What does it mean to live a writer’s life? Well, it usually involves a lot of writing. It means other things, too.
Living as a writer means that I see story everywhere. Details pop out of nowhere and demand attention. Themes and tones resonate throughout a bus ride or a trip to a godawful shopping mall.
Being a writer means having a myriad of lenses through which I see the world. It means that there is no single answer or interpretation to a problem or situation. My personal panopticon appears, the multiverse happens here, now.
Writers know that revision is possible. I can take a piece of prose and change it from 1st person to 3rd. I can change the narrator. I can zoom in and out of a consciousness. I can omit details for later surprise or delve into the intricacies of the smallest thing. However, the important thing to note is that the best writing, the best writer, does not do this by a force of will.

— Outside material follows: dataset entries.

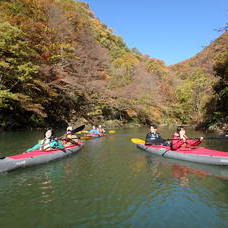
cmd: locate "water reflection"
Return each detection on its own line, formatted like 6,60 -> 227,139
146,155 -> 228,183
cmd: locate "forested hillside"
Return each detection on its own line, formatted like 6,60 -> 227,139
0,0 -> 227,132
170,32 -> 228,130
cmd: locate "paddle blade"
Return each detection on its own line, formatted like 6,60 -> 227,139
76,131 -> 88,135
108,131 -> 116,134
131,138 -> 145,144
72,125 -> 85,134
80,136 -> 93,139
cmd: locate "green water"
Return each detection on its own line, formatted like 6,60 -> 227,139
0,128 -> 228,228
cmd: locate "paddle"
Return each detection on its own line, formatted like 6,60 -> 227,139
79,136 -> 93,139
77,130 -> 116,134
72,125 -> 85,134
29,125 -> 85,150
131,135 -> 228,144
131,138 -> 145,144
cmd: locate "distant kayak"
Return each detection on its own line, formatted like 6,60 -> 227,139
136,144 -> 228,165
0,142 -> 84,172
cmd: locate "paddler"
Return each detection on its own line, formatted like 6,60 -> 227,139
97,125 -> 105,135
89,126 -> 100,135
62,126 -> 78,147
170,126 -> 203,150
27,129 -> 64,152
145,124 -> 169,146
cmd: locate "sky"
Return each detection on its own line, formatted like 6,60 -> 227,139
83,0 -> 228,65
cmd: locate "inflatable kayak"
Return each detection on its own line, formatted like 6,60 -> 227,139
137,144 -> 228,165
80,133 -> 104,139
0,142 -> 84,172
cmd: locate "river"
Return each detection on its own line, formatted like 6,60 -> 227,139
0,128 -> 228,228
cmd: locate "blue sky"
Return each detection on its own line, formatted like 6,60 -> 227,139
80,0 -> 228,65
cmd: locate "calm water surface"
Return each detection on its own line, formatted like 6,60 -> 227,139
0,128 -> 228,228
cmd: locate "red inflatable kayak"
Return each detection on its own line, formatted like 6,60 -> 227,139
137,144 -> 228,165
0,142 -> 84,172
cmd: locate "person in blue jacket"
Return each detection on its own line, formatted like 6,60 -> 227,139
27,129 -> 64,152
89,126 -> 100,135
145,124 -> 169,146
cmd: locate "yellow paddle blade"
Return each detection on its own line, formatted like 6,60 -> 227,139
76,131 -> 88,135
131,138 -> 145,144
108,131 -> 116,134
80,136 -> 93,139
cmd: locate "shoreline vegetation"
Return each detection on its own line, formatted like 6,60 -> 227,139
0,0 -> 228,133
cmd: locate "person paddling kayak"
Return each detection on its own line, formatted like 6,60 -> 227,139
62,126 -> 78,147
89,126 -> 100,135
27,129 -> 64,152
145,124 -> 169,146
170,126 -> 203,150
97,125 -> 105,135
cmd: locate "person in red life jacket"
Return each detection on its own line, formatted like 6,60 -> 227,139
62,126 -> 78,147
145,124 -> 169,146
170,126 -> 203,150
97,125 -> 105,135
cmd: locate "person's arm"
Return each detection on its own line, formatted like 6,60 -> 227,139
50,140 -> 64,149
26,143 -> 40,152
145,133 -> 150,145
187,138 -> 203,146
171,135 -> 184,150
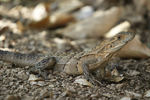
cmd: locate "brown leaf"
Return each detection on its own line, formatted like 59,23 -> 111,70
49,13 -> 74,28
17,21 -> 26,32
73,79 -> 94,87
104,76 -> 124,82
28,15 -> 50,30
62,7 -> 122,39
116,37 -> 150,58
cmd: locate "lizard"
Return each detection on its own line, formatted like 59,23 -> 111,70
0,31 -> 135,84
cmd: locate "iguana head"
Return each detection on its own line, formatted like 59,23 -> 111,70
96,32 -> 135,57
83,32 -> 135,59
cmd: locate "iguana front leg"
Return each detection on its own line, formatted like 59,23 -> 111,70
30,57 -> 56,79
82,59 -> 101,85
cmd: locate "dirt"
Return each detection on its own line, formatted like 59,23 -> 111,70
0,0 -> 150,100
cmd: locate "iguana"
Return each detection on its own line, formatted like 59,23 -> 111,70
0,32 -> 135,83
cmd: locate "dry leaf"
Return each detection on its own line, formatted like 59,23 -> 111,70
32,3 -> 50,22
104,76 -> 124,82
28,15 -> 50,30
49,13 -> 74,28
116,37 -> 150,58
62,7 -> 122,39
105,21 -> 131,38
17,21 -> 26,32
73,79 -> 94,87
144,90 -> 150,97
125,90 -> 142,98
28,74 -> 44,81
111,68 -> 119,76
120,97 -> 132,100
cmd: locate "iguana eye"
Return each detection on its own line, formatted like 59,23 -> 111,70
108,44 -> 112,48
118,36 -> 121,40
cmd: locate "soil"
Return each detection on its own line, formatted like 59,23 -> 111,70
0,0 -> 150,100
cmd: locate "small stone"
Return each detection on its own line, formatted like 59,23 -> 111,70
4,95 -> 20,100
16,71 -> 28,80
40,90 -> 50,97
116,84 -> 124,89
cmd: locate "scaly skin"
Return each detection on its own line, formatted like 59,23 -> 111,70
0,32 -> 135,84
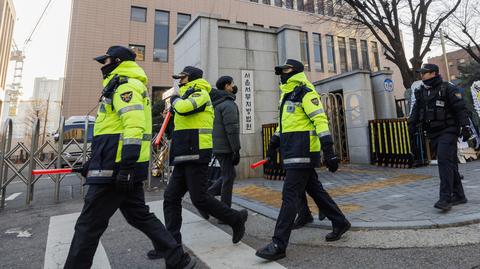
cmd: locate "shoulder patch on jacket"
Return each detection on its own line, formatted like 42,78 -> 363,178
120,91 -> 133,103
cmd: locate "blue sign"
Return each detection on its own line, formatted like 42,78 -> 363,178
383,78 -> 393,92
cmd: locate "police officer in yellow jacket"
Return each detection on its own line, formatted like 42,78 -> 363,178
159,66 -> 248,247
256,59 -> 350,260
65,46 -> 195,268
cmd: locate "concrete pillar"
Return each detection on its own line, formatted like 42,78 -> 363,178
371,70 -> 397,119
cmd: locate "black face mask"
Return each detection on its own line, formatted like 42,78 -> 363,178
423,75 -> 442,87
101,62 -> 120,79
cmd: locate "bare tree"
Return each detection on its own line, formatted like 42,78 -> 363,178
312,0 -> 462,88
445,0 -> 480,63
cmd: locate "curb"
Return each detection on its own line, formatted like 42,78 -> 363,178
232,196 -> 480,230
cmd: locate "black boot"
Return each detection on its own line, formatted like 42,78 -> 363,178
147,249 -> 165,260
255,242 -> 286,261
325,220 -> 352,242
167,252 -> 197,269
232,209 -> 248,244
292,214 -> 313,230
433,200 -> 452,211
318,210 -> 327,221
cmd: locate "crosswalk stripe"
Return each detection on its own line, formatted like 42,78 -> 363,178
43,213 -> 111,269
5,192 -> 22,201
148,201 -> 285,269
44,201 -> 285,269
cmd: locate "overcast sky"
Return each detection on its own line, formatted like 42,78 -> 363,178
7,0 -> 454,99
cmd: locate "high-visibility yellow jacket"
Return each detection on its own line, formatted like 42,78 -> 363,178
274,72 -> 333,168
87,61 -> 152,184
170,79 -> 214,164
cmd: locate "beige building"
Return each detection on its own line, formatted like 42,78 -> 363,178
62,0 -> 403,117
0,0 -> 15,119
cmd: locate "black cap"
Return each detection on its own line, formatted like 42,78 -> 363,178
275,59 -> 305,75
93,46 -> 137,64
416,64 -> 439,73
172,66 -> 203,81
215,76 -> 233,90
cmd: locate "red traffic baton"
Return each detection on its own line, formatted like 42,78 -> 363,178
250,160 -> 268,169
154,111 -> 172,146
32,168 -> 73,175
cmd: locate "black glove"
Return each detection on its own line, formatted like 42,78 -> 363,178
461,125 -> 472,142
267,135 -> 280,165
323,145 -> 338,173
72,160 -> 90,178
170,95 -> 180,104
232,151 -> 240,166
115,170 -> 134,193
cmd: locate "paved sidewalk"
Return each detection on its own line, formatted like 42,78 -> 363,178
234,161 -> 480,229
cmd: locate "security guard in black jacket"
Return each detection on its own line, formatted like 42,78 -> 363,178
408,64 -> 472,211
256,59 -> 350,261
65,46 -> 195,269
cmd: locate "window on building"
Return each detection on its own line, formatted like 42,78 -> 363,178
372,41 -> 380,71
129,44 -> 145,61
130,6 -> 147,22
313,34 -> 323,72
327,0 -> 334,16
349,38 -> 360,70
177,13 -> 192,35
153,10 -> 170,62
326,35 -> 337,73
317,0 -> 325,15
305,0 -> 315,13
285,0 -> 293,9
297,0 -> 305,11
360,40 -> 370,70
338,37 -> 348,73
300,32 -> 310,71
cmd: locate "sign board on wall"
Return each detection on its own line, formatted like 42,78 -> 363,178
242,70 -> 255,134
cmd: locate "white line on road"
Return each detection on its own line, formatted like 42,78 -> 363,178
44,201 -> 285,269
148,201 -> 285,269
5,192 -> 22,201
43,213 -> 111,269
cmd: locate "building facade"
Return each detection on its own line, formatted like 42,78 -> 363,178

That is to say, we know that there is no final judgment. There are truths we find and rely on to push things forward, but those truths are not absolute. When we change something in a story, what follows necessarily changes, too. This does not mean that we can change things at random. We make changes thoughtfully, and with an eye to all of the variables in play. Making a change simply to please a self-centered notion is a recipe for failure.
The best writers know that what they write is not theirs. The characters and stories are gifts from some other source. The writer’s job is deliver those to the page. We are mediums, conduits for truths, falsehoods, and all the things that make this nutty world. We own nothing, we are simple tools that ideas and stories find convenient.
Writers have a responsibility to the stories we’re given. The story is not there to aggrandize us. That is a grave error that too many make. This leads to writers not wanting to promote their work because it somehow is all about them. This is a simple ego-trap that harms their gift – the story.
In this world that increasingly relies on text, it seems that everyone thinks they are writers. While I am happy that more people are using text, I fear that they are not using it to its best and highest uses. Writing is a means of exploration. Through writing we can find out what we think, we learn what things are all about. When we only use a few hundred characters, we think that’s all we have to say. That’s often not the case.
I hope this new media sparks an appetite for more reading and writing. I fear it won’t, that people will continue to cheapen their language and degrade themselves for the two-sentence tweet. However, the potential is there.